(a) What does it mean for two spaces $X$ and $Y$ to be homotopy equivalent?

(b) What does it mean for a subspace $Y \subseteq X$ to be a retract of a space $X$ ? What does it mean for a space $X$ to be contractible? Show that a retract of a contractible space is contractible.

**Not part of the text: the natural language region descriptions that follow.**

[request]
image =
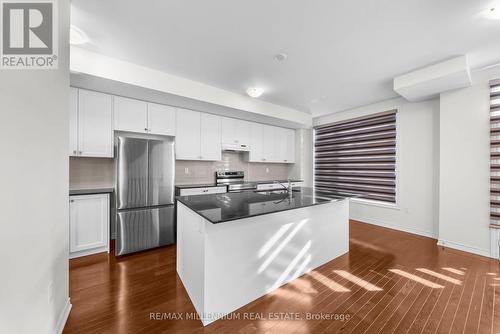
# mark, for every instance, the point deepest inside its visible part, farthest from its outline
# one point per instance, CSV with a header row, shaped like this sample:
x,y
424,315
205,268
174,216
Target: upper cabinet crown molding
x,y
130,115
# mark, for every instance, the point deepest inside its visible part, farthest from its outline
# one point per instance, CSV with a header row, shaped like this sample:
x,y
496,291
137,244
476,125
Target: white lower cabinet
x,y
88,224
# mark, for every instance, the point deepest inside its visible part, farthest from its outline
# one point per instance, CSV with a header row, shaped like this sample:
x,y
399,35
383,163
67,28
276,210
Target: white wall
x,y
417,145
465,165
302,168
34,194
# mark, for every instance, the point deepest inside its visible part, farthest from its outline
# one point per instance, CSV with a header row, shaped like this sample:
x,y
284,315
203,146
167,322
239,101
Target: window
x,y
357,156
495,152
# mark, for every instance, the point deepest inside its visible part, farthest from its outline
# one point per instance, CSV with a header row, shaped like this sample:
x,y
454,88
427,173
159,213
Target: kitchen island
x,y
233,248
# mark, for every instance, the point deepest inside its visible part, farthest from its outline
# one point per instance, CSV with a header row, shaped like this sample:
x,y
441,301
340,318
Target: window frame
x,y
397,169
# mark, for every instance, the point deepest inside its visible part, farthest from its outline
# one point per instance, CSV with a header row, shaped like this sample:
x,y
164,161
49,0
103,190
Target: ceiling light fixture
x,y
281,57
493,13
77,36
254,91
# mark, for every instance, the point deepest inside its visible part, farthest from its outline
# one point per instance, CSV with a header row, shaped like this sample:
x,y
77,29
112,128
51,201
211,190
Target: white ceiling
x,y
343,53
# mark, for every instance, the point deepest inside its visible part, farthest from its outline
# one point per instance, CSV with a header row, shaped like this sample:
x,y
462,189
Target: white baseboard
x,y
86,252
63,317
495,243
407,229
464,248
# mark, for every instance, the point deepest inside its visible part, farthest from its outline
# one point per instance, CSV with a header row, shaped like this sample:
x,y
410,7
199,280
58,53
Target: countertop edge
x,y
213,185
178,198
91,191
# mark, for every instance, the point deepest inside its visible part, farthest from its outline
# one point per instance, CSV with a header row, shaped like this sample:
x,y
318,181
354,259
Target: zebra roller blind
x,y
495,152
357,156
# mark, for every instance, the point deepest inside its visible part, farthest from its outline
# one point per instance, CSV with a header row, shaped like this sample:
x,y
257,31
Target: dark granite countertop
x,y
203,185
199,185
275,181
91,191
219,208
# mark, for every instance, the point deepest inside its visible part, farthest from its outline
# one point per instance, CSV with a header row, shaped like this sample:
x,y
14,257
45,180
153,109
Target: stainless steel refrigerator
x,y
144,194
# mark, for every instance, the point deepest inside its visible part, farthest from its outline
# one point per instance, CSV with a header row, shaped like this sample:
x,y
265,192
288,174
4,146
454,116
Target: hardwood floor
x,y
389,282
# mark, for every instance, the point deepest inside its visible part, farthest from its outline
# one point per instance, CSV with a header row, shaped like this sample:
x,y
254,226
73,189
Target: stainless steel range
x,y
235,181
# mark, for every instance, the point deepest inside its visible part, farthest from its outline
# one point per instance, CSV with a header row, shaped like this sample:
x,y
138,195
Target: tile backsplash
x,y
204,171
100,173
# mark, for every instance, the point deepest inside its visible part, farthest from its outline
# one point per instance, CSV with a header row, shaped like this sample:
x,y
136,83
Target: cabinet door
x,y
187,141
130,115
268,150
161,119
228,126
95,124
89,221
290,146
243,129
279,145
73,122
210,140
256,153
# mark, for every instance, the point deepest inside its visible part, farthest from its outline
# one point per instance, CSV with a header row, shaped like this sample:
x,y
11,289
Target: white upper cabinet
x,y
187,141
235,132
131,115
73,122
256,153
210,138
161,119
198,136
271,144
139,116
279,145
94,124
269,147
290,148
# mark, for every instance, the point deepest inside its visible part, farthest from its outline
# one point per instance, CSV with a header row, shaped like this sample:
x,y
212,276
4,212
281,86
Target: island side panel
x,y
190,254
247,258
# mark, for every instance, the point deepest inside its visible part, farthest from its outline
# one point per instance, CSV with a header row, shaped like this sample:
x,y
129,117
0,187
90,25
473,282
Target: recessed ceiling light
x,y
281,57
493,13
77,36
254,91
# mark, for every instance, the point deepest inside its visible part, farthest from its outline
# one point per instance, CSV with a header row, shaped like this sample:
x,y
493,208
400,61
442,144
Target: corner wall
x,y
34,197
464,181
417,167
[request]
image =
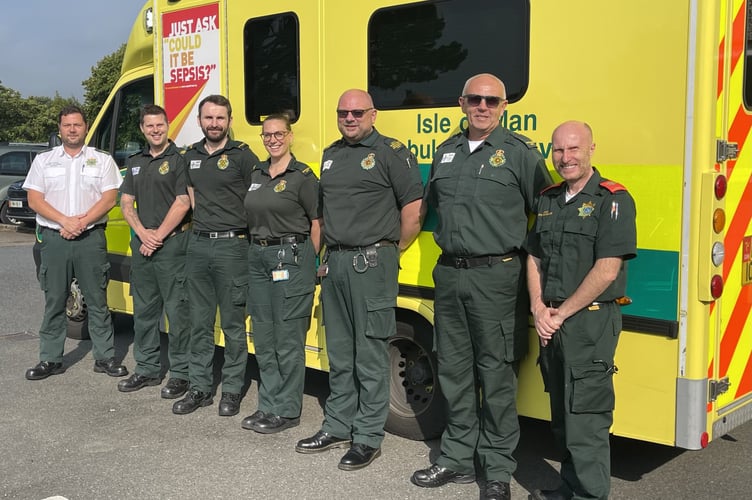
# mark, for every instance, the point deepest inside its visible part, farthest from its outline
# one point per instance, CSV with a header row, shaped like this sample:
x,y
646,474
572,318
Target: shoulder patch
x,y
551,187
524,140
612,186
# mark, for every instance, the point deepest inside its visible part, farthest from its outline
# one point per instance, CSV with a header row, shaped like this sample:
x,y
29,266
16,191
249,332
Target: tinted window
x,y
271,66
15,163
124,111
420,55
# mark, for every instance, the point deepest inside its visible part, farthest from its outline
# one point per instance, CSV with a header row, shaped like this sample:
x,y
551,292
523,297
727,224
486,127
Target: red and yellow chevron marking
x,y
734,358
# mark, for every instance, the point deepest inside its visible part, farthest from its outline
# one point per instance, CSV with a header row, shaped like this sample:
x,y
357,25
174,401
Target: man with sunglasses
x,y
483,185
370,192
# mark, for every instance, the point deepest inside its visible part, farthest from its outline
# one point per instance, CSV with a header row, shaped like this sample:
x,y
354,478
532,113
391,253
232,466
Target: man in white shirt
x,y
71,188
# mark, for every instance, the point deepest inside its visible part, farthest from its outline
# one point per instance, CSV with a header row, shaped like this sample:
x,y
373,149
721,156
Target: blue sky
x,y
51,45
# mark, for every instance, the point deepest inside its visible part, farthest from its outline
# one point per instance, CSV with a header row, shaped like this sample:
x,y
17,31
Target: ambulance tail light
x,y
712,224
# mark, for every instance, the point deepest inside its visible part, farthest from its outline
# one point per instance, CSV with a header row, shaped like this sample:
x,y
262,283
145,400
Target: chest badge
x,y
369,161
498,158
223,162
586,210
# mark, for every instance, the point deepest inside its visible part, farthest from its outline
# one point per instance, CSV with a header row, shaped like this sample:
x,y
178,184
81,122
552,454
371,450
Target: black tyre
x,y
4,216
417,409
78,316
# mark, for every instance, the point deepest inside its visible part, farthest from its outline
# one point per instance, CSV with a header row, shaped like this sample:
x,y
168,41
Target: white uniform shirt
x,y
72,184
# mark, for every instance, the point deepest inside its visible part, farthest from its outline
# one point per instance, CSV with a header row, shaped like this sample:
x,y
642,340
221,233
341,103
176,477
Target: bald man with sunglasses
x,y
483,186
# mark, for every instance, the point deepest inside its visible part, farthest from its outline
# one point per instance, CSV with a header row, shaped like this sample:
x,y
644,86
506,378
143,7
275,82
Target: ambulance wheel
x,y
78,316
416,406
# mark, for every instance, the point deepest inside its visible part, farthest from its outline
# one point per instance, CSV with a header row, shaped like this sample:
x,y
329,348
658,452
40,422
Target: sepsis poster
x,y
190,62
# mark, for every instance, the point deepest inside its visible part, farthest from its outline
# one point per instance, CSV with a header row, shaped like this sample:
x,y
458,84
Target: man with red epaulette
x,y
584,232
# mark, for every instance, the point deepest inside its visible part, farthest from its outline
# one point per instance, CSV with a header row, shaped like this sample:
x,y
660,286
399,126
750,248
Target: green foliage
x,y
103,78
34,118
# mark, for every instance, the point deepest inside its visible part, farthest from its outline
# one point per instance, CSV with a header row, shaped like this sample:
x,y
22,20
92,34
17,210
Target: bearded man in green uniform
x,y
219,174
154,201
483,185
584,233
370,192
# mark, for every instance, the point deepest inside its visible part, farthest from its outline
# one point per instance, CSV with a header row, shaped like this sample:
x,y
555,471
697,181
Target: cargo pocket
x,y
381,322
239,292
105,275
298,301
592,389
42,277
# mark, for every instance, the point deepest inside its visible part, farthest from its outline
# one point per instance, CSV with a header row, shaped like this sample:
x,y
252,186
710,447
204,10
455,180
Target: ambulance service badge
x,y
586,210
223,162
369,161
498,158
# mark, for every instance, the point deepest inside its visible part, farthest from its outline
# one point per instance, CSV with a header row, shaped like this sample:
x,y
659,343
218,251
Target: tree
x,y
104,76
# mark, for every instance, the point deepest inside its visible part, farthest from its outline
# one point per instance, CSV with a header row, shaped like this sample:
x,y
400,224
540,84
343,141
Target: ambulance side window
x,y
747,90
421,54
272,52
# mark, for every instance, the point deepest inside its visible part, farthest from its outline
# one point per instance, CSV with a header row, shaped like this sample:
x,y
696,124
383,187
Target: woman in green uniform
x,y
281,208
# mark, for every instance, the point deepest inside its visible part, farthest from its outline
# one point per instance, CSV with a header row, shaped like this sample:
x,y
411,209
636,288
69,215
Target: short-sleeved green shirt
x,y
155,182
363,188
219,181
483,198
568,237
283,205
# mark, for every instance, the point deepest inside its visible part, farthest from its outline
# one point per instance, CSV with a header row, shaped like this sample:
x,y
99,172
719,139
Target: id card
x,y
280,275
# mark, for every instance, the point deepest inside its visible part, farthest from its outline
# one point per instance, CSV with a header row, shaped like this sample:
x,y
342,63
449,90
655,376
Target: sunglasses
x,y
357,113
492,101
277,135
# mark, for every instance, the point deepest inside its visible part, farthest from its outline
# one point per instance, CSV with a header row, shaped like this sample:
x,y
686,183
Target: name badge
x,y
447,158
280,275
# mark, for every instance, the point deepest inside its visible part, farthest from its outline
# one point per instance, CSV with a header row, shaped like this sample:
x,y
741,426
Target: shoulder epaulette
x,y
393,143
612,186
551,187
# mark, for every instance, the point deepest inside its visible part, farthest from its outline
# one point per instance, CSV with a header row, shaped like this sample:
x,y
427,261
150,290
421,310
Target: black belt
x,y
83,234
378,244
470,262
557,303
232,233
270,242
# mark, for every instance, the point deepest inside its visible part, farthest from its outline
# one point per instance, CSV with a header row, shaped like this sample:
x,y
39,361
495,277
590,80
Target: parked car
x,y
15,160
18,205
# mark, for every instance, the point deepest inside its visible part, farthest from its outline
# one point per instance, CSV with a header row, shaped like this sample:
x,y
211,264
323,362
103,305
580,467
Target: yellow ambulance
x,y
666,86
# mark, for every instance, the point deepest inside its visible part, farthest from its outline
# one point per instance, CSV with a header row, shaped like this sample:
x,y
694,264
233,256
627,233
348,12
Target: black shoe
x,y
44,370
249,421
436,476
496,490
193,401
110,367
229,405
136,382
359,456
559,494
174,388
269,424
321,441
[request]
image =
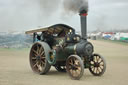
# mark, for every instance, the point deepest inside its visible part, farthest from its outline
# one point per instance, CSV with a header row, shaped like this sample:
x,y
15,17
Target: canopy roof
x,y
60,29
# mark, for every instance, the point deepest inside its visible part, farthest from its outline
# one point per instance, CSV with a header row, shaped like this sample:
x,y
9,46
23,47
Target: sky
x,y
23,15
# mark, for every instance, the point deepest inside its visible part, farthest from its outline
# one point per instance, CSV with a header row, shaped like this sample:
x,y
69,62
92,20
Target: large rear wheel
x,y
97,65
75,67
38,61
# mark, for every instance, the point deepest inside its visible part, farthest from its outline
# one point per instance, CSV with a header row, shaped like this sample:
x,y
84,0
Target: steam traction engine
x,y
61,47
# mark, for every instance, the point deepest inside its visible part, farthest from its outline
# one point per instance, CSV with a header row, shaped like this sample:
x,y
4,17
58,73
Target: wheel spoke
x,y
42,53
33,58
40,50
35,64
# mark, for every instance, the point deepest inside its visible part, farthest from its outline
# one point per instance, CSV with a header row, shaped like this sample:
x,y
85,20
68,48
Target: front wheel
x,y
75,67
60,68
38,61
97,65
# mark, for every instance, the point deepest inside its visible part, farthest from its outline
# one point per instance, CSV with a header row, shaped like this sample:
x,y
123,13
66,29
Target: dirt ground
x,y
15,69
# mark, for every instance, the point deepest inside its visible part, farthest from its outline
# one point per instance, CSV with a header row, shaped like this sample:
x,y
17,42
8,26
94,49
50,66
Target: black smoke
x,y
75,6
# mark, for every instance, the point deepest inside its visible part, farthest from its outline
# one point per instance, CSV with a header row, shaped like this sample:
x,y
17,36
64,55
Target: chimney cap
x,y
83,10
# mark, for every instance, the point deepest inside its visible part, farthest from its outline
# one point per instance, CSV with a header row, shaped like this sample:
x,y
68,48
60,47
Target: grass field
x,y
15,69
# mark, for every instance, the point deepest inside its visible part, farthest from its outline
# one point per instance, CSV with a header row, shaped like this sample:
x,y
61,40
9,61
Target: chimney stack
x,y
83,16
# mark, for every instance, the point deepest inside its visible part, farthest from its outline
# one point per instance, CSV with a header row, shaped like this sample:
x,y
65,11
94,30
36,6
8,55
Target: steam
x,y
75,5
48,7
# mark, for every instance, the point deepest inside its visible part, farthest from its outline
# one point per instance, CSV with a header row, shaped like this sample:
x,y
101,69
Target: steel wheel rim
x,y
74,67
37,58
98,65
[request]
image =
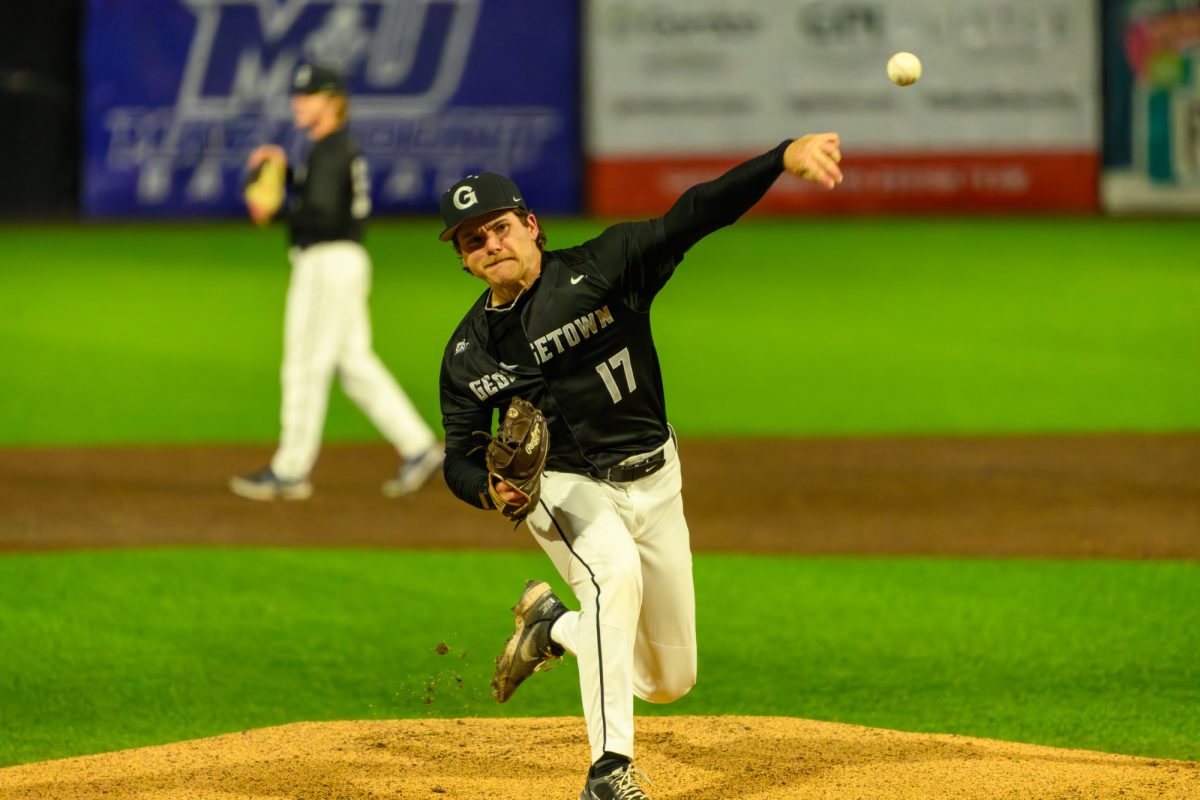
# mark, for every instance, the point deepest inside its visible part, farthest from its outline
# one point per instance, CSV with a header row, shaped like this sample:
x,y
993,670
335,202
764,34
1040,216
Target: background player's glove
x,y
516,456
264,190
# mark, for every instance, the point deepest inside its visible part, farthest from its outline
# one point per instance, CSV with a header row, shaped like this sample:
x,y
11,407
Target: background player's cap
x,y
477,194
312,78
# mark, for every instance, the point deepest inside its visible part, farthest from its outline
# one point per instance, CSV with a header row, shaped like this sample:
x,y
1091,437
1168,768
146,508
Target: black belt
x,y
627,473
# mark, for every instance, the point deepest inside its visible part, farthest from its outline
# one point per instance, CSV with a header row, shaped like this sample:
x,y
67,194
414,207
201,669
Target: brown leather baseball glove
x,y
516,455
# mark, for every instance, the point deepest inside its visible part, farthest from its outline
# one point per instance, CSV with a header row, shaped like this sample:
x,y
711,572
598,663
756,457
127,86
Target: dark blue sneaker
x,y
414,473
265,485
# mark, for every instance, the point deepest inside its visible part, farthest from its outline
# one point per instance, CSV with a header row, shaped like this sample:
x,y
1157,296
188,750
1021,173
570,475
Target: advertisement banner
x,y
180,91
1152,106
1005,118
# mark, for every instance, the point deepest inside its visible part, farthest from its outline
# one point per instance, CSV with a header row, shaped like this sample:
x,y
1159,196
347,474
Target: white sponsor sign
x,y
705,76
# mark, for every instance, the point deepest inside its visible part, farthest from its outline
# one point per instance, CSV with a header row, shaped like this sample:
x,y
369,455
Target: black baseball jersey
x,y
329,196
577,343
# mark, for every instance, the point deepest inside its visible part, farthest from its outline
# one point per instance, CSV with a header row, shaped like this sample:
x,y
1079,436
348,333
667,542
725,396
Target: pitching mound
x,y
531,759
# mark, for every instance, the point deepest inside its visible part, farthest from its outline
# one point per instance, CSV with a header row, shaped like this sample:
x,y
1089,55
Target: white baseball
x,y
904,68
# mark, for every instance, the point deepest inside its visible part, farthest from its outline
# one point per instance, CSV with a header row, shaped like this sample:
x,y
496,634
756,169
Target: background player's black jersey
x,y
329,197
577,343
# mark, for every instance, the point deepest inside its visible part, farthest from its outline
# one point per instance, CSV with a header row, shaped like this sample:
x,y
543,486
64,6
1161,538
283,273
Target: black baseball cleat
x,y
529,649
622,783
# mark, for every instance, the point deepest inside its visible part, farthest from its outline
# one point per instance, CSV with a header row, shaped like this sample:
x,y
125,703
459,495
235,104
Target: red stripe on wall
x,y
877,184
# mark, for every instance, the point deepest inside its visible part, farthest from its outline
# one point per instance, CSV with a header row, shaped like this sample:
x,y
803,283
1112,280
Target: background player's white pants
x,y
624,549
327,329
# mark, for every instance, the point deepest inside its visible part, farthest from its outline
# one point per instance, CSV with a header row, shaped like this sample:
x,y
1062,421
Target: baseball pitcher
x,y
561,344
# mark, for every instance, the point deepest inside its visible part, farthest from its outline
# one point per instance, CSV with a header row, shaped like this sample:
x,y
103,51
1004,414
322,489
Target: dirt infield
x,y
1074,497
1113,497
523,759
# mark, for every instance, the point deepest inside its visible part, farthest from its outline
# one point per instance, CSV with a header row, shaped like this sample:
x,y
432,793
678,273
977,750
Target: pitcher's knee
x,y
669,691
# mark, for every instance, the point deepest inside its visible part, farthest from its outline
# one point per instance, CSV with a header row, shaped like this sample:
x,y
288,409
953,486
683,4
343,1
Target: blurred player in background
x,y
327,323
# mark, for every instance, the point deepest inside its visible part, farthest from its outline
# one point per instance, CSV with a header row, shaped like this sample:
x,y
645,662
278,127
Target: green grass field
x,y
173,334
120,649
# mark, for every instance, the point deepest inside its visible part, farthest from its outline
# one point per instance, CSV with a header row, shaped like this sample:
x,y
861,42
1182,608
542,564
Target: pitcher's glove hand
x,y
516,455
264,190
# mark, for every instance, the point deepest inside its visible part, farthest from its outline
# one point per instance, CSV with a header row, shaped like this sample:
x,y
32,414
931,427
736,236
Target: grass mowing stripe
x,y
161,334
119,649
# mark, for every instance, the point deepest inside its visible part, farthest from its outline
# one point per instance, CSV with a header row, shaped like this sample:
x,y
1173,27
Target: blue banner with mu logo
x,y
180,91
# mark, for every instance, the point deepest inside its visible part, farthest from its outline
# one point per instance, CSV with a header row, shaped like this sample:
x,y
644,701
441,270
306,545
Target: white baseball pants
x,y
327,329
625,552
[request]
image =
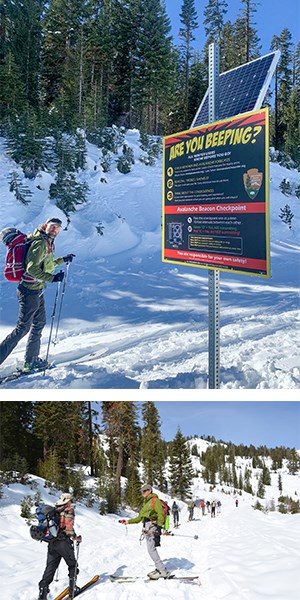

(c) Let $X$ be a space and $A \subseteq X$ a subspace. We say the pair $(X, A)$ has the homotopy extension property if, for any pair of maps $f: X \times\{0\} \rightarrow Y$ and $H^{\prime}: A \times I \rightarrow Y$ with

$$\left.f\right|_{A \times\{0\}}=\left.H^{\prime}\right|_{A \times\{0\}},$$

there exists a map $H: X \times I \rightarrow Y$ with

$$\left.H\right|_{X \times\{0\}}=f,\left.\quad H\right|_{A \times I}=H^{\prime}$$

Now suppose that $A \subseteq X$ is contractible. Denote by $X / A$ the quotient of $X$ by the equivalence relation $x \sim x^{\prime}$ if and only if $x=x^{\prime}$ or $x, x^{\prime} \in A$. Show that, if $(X, A)$ satisfies the homotopy extension property, then $X$ and $X / A$ are homotopy equivalent.